A Heroic Librarian in the ‘Jerusalem of Lithuania’

Stand for Israel  |  May 15, 2023

Librarian and Righteous Gentile Ona Simaite with a friend in Israel
(Photo: Yad Vashem)

Born in Lithuania, but educated in Russia, in 1940 a Christian woman named Ona Simaite moved to Vilnius, long known as “the Jerusalem of Lithuania.” There, Ona took a job as librarian at Vilnius University just as the Lithuanian people faced the looming Nazi invasion, which began the very next year.

Overdue Books in the Vilna Ghetto

A Gentile in what had long been a city friendly to its large Jewish community (Napoleon even called it “the Jerusalem of the north”), Ona used her job as librarian to gain a permit to enter the Vilna Ghetto where the Nazis held the city’s Jews before their deportation and murder. You see, the university library had countless books checked out to Jewish patrons, books which Ona came to the ghetto to collect. But overdue books weren’t Ona’s main reason for entering the ghetto. No, her goal was to save Jewish lives.
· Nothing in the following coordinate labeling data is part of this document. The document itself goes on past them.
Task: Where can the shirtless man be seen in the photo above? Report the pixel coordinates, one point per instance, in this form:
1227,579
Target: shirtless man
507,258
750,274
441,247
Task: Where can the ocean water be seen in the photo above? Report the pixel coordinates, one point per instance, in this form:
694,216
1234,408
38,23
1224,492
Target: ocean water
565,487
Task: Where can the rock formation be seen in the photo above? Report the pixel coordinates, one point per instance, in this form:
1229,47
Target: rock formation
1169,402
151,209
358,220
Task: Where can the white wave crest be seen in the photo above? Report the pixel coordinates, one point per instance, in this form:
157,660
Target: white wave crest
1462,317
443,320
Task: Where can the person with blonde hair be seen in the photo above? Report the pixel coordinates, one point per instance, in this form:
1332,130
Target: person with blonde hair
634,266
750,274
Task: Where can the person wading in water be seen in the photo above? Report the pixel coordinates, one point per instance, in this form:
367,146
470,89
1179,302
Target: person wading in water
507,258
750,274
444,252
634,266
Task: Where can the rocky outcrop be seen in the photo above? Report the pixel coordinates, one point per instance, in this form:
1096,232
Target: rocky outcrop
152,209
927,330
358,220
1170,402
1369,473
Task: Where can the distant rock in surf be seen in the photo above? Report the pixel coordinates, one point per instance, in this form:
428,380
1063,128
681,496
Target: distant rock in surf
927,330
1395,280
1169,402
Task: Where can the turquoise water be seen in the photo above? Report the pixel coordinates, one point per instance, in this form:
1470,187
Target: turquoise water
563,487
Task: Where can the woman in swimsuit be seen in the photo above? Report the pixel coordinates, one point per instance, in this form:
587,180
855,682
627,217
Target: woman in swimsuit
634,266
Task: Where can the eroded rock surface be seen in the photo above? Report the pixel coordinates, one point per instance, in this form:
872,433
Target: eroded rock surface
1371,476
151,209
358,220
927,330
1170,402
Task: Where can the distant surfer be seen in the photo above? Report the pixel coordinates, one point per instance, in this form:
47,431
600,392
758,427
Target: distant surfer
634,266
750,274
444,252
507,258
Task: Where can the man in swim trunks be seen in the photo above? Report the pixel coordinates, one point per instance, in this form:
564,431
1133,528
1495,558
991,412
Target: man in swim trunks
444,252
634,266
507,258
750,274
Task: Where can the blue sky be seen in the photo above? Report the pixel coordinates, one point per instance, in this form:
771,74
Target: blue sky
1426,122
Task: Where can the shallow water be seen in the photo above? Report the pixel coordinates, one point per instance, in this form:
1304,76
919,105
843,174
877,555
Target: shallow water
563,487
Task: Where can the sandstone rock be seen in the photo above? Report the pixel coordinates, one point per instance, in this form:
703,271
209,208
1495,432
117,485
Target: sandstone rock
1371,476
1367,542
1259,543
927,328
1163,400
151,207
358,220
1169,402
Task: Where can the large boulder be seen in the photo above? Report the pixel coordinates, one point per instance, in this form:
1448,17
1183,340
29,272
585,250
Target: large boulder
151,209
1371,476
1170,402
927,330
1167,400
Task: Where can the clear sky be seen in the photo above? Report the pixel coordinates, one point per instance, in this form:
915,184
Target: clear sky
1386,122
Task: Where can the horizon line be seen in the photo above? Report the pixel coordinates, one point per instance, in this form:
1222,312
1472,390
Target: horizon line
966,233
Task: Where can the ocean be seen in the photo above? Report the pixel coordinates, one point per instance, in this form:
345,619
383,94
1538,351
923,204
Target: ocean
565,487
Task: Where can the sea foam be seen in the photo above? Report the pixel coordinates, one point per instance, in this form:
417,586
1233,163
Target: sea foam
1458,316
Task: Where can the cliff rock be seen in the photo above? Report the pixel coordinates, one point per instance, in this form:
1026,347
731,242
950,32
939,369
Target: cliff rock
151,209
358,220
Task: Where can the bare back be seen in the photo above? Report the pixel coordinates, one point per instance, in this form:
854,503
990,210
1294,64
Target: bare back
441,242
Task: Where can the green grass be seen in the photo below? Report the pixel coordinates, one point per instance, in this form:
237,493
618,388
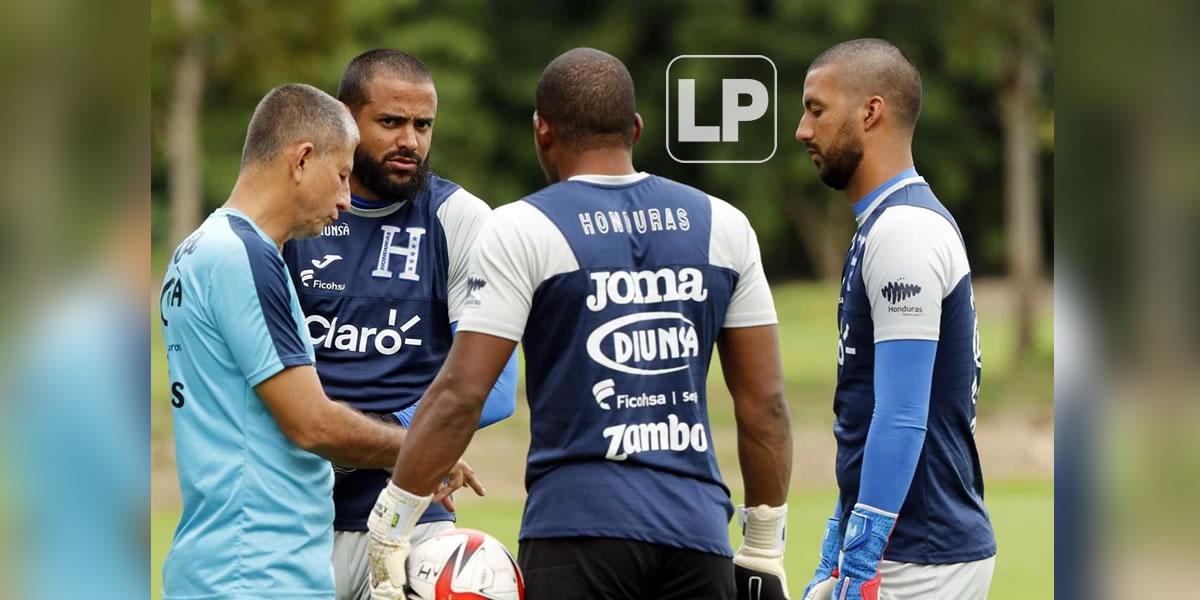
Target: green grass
1021,514
1021,511
808,349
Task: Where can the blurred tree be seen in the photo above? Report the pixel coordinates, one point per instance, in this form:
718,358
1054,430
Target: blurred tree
486,58
1005,43
184,123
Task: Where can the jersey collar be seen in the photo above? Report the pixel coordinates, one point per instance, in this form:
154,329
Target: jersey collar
365,208
227,210
610,180
864,207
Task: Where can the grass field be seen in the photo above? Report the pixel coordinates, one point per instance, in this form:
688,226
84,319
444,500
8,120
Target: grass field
1020,502
1023,514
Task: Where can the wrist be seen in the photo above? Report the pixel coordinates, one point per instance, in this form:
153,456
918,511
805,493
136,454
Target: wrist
396,513
867,537
831,546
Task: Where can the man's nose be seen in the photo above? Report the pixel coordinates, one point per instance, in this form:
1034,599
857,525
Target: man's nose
407,138
803,132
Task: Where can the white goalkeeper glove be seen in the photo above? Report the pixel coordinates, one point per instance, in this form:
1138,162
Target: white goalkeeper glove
759,564
391,523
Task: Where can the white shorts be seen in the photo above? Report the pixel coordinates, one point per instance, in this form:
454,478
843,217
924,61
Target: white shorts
958,581
351,567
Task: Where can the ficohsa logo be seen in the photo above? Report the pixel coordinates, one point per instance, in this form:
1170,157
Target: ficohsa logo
647,343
Ona’s heroism took many forms. First, she took part in the Paper Brigade, an effort to save the work of Vilna’s Jewish writers, smuggling literary and historic documents out of the ghetto and out of the reach of the Nazis. Ona also acted as the ghetto’s mail carrier, bringing correspondence to and from the Jews cut off from the outside world, despite the threat of death she faced.

The resourceful librarian also smuggled documents into the ghetto. The forged documents she helped create and sneak in saved the lives of countless Lithuanian Jews.

Saving Jewish Lives

But Ona literally saved Jewish lives, too. Her home acted as a temporary shelter for Jews who escaped the ghetto, and a refuge for Jewish children until families could be found who would house them until war’s end.

As the Vilna Ghetto faced liquidation (the term for Nazis sending all the inhabitants to death camps), Ona carried out two acts of heroism for which she would face grave consequences.

First, she provided false documents for a 10-year-old Jewish girl, documents which claimed Ona as the child’s aunt. Then, she smuggled a sick young woman from the ghetto, nursing the girl back to health in her own home and in the library. But when Ona was caught, the Nazis first tortured her, then sent her to a concentration camp. There, the Germans learned of the earlier forged papers and sentenced the aging librarian to death.

Money collected by Ona’s friends saved her life, but the librarian still spent the rest of the war in the infamous Dachau concentration camp.

After liberation, Ona worked as a librarian in Paris, except for three years spent in Israel during the 1950s. And Israel’s official Holocaust memorial, Yad Vashem, recognized Ona Simaite as Righteous Among the Nations in 1966, four years before this brave Hero of the Holocaust passed away.